Equal Pay Day Statement

An equals sign ahead of a dollar sign and an exclamation mark, along with the text "Equal Pay Now"


On April 16, 2024 we mark Equal Pay Day which is a stark reminder of the ongoing fight for gender equality in the workplace in Canada and a call to rethink how we value labour as a society.

Equal Pay Day symbolizes the average additional time it takes for women in our country to earn what men did in the previous year, highlighting the persistent gender wage gap. For many women it may take even longer to achieve equal pay.

Facts reveal the undeniable reality of the gender wage gap and its impact on women’s economic security. In Canada, women earn approximately 68 cents for every dollar earned by men, with even wider gaps for Indigenous and Black women at 58 cents, and women with disabilities at 57 cents. This gap not only affects individual women but also has deep implications for families and communities, where cycles of inequality and poverty persist.

Equal Pay Day is a day rooted in action and advocacy as we strive to dismantle barriers that continue to allow employers to pay women less.

Today is also the Federal Budget day and equal pay is a pillar of feminist fiscal policy that is long overdue to level the playing field.

Whenever the issue of the persistent gender wage gap is mentioned, there are a ton of myths that inevitably surface. This misinformation is being used to slow progress and must be challenged.

One such myth is that the gender wage gap exists because women choose lower paying jobs. No one chooses to have their work undervalued and underpaid. This should go without saying. One of the primary causes of the gender pay gap is that jobs that are traditionally associated with ‘women’s work’ are underpaid. Think of any job in the ‘caring industry’ such as nurses, midwives, and long-term care workers. It isn’t that women choose jobs that are in lower-paid industries, it is that women-dominated industries become less respected and less well-paid occupations because women do the work.

Another misconception is that the pay gap only exists because women are bad at negotiating pay. Let’s be clear, it is not an individual woman’s responsibility to ensure that her human rights are being upheld. It is the responsibility of government and employers to do so, which is why Unifor and other organizations are fighting for pay transparency legislation.

Pay transparency legislation plays a crucial role in addressing wage disparities by promoting accountability and empowering workers to advocate for fair compensation. By requiring employers to disclose salary information, these laws enable employees to identify and challenge discriminatory pay practices.

Unifor calls on every province and territory to implement comprehensive pay transparency legislation.

However, pay transparency alone is not enough to achieve true pay equity. We must also address systemic inequalities rooted in discriminatory practices and biases. Pay equity legislation aims to eliminate gender-based wage disparities by ensuring that women receive equal pay for work of equal value. By evaluating and comparing jobs based on skill, effort, responsibility, and working conditions rather than job titles, pay equity legislation promotes fairness and inclusivity in compensation practices.
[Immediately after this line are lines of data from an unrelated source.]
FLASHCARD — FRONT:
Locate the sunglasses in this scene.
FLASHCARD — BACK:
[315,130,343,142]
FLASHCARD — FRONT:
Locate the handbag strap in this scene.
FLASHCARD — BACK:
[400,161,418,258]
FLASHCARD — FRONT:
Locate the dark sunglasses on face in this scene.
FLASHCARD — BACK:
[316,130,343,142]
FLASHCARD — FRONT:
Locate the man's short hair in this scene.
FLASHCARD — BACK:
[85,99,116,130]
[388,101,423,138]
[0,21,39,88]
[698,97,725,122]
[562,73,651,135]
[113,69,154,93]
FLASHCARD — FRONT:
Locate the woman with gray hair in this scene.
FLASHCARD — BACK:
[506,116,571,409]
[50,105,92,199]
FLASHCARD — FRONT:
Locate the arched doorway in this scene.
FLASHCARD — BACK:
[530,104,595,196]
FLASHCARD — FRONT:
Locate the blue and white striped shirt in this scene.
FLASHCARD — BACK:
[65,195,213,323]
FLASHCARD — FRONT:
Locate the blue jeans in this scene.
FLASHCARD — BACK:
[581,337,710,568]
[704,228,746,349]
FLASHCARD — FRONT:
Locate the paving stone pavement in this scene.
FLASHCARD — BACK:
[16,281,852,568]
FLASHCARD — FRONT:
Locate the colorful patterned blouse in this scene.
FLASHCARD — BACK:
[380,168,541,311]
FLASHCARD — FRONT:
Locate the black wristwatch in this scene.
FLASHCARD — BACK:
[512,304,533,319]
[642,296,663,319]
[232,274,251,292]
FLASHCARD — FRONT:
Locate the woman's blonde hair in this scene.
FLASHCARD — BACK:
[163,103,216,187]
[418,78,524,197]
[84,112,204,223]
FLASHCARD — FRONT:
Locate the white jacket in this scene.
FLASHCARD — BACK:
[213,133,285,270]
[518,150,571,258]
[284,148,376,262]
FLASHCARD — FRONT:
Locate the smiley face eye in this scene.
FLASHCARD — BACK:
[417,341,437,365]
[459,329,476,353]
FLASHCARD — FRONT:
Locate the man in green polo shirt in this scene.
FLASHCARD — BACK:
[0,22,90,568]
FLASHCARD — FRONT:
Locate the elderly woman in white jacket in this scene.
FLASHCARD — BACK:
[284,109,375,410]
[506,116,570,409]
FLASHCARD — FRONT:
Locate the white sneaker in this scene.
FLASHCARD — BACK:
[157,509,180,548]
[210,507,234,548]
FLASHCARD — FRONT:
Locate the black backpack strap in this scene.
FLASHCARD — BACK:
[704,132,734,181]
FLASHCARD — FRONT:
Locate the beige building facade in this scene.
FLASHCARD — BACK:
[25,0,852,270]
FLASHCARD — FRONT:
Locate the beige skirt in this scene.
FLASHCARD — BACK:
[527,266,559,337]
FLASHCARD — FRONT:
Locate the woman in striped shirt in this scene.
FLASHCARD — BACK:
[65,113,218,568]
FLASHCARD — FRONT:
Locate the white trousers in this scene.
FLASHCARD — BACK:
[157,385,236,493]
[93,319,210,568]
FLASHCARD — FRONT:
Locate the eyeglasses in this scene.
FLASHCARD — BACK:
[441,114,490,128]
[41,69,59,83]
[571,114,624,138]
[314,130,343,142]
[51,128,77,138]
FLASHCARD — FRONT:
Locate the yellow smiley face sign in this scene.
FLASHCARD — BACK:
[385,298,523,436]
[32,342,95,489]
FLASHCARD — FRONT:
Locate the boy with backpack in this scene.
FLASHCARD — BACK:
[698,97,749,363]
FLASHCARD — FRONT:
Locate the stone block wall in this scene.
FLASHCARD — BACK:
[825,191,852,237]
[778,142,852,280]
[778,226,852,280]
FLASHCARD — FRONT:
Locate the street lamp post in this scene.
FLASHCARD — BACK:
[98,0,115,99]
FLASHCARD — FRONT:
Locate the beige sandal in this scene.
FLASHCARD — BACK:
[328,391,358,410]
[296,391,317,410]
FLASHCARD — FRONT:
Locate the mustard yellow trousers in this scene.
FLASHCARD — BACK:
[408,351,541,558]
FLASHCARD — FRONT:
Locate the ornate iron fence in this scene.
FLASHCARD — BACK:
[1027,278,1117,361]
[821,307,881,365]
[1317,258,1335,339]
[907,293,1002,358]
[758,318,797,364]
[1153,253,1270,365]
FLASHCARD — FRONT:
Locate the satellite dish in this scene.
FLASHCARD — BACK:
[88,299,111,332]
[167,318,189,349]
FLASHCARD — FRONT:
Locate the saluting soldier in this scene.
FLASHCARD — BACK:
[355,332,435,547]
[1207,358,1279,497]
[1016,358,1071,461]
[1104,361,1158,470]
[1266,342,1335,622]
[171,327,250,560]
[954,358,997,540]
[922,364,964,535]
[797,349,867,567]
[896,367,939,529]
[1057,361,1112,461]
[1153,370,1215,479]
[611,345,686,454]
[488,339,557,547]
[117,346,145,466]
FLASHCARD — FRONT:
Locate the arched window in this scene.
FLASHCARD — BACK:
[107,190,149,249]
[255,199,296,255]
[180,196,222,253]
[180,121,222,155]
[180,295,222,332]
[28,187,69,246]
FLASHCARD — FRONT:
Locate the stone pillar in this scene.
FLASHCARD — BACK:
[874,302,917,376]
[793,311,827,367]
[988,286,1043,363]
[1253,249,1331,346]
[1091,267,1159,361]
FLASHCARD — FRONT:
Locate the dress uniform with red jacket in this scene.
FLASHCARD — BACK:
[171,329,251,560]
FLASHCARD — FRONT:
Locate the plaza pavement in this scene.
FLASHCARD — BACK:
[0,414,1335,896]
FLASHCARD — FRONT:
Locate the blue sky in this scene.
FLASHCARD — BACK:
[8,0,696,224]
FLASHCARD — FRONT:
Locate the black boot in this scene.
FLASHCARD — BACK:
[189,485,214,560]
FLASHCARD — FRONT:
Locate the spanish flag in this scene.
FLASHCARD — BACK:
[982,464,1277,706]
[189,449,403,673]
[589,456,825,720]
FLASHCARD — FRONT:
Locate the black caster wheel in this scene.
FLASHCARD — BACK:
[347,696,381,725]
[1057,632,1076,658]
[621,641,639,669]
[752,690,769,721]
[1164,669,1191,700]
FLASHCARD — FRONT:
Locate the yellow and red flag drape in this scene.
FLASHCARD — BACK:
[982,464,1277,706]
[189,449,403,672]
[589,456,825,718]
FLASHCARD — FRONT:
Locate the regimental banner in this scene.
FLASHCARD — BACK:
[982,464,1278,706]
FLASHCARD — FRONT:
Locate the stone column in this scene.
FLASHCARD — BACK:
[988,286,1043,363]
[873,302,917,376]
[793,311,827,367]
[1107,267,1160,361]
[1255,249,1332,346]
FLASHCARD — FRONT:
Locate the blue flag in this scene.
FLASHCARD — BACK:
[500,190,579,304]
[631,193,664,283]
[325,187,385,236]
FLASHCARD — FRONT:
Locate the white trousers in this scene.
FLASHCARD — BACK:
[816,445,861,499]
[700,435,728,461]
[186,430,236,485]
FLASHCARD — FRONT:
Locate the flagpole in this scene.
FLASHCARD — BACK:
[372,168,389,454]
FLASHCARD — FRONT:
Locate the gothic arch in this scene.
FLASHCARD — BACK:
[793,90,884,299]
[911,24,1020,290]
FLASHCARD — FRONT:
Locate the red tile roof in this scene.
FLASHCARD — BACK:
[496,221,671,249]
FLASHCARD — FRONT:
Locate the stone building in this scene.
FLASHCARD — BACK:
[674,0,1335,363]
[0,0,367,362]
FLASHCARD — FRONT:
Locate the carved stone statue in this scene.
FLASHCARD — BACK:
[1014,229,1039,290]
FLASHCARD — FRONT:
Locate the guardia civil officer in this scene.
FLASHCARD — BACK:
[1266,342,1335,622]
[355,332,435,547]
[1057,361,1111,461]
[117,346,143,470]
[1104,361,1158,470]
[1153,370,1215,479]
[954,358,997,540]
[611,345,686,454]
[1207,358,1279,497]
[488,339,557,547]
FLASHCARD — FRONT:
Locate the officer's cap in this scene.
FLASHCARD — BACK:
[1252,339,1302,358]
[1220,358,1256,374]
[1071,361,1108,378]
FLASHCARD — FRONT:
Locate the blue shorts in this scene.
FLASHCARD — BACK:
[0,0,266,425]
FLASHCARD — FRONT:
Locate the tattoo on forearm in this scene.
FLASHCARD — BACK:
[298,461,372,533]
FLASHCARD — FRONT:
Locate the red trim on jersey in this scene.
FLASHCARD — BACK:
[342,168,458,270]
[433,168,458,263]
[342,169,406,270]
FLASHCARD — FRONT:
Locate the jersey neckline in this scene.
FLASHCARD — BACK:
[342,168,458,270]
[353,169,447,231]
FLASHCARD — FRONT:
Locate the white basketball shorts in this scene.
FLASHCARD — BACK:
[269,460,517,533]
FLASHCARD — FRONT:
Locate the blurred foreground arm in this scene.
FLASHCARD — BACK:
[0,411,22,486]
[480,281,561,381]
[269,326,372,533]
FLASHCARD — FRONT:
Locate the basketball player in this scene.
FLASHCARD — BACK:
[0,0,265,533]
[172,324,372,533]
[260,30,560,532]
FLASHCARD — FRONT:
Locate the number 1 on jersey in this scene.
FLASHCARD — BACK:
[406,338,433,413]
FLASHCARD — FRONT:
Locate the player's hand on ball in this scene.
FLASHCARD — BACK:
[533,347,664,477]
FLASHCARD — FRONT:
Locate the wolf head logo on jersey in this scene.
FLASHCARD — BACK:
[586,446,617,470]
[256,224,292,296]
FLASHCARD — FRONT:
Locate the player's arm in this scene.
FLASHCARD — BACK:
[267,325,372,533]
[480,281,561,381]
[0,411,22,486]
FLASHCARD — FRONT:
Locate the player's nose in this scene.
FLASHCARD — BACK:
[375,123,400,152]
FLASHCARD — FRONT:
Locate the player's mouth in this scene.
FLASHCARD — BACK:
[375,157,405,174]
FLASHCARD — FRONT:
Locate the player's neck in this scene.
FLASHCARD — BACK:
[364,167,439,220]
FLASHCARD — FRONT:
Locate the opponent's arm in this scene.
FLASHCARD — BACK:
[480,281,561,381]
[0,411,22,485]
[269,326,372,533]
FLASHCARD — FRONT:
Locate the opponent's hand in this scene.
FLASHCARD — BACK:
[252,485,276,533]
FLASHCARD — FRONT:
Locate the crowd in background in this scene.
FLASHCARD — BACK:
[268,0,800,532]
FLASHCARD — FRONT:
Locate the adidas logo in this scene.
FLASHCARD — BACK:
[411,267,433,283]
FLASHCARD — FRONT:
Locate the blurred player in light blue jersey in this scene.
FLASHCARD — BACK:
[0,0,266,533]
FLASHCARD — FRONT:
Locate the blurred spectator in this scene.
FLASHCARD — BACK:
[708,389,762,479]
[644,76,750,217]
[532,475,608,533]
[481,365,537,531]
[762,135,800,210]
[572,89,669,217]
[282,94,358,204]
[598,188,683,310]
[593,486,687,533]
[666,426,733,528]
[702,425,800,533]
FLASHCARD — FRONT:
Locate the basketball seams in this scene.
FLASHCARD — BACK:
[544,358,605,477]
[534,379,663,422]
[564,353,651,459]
Today, Unifor also calls on bargaining committees to be aware of negotiated Letters Of Understanding’s that state: “Parties agree that your workplace is Pay Equity Compliant and have met their legal obligations under the Pay Equity Act”. This language has a negative impact to the maintenance phase and retro payments that would be owed to women in the bargaining unit. Removing all barriers in collective agreements is one way to ensure Pay Equity is fully achieved for women.

One of the greatest equalizers to this injustice is women who belong to a union. Collective agreements lay out wage scales and are transparent for all members. Unions benefit women. Unifor is proud to be a union where women can thrive and grow without the many barriers faced by women in non-unionized workplaces.

Unifor supports the work of the Equal Pay Coalition and other groups organizing to make pay equity a reality. In solidarity, we also ask that you wear red and take a picture to share with the union, helping us show our collective support for pay transparency and the removal of all barriers to pay equity.

As we observe Equal Pay Day, let us reaffirm our commitment to gender equality and economic justice. Through collective action, advocacy, and solidarity, we can challenge stereotypes, dismantle barriers, and create workplaces where every worker is valued and compensated fairly. Together, we can build a future where women are paid equally to men in the same job providing us all with a more just and equitable society.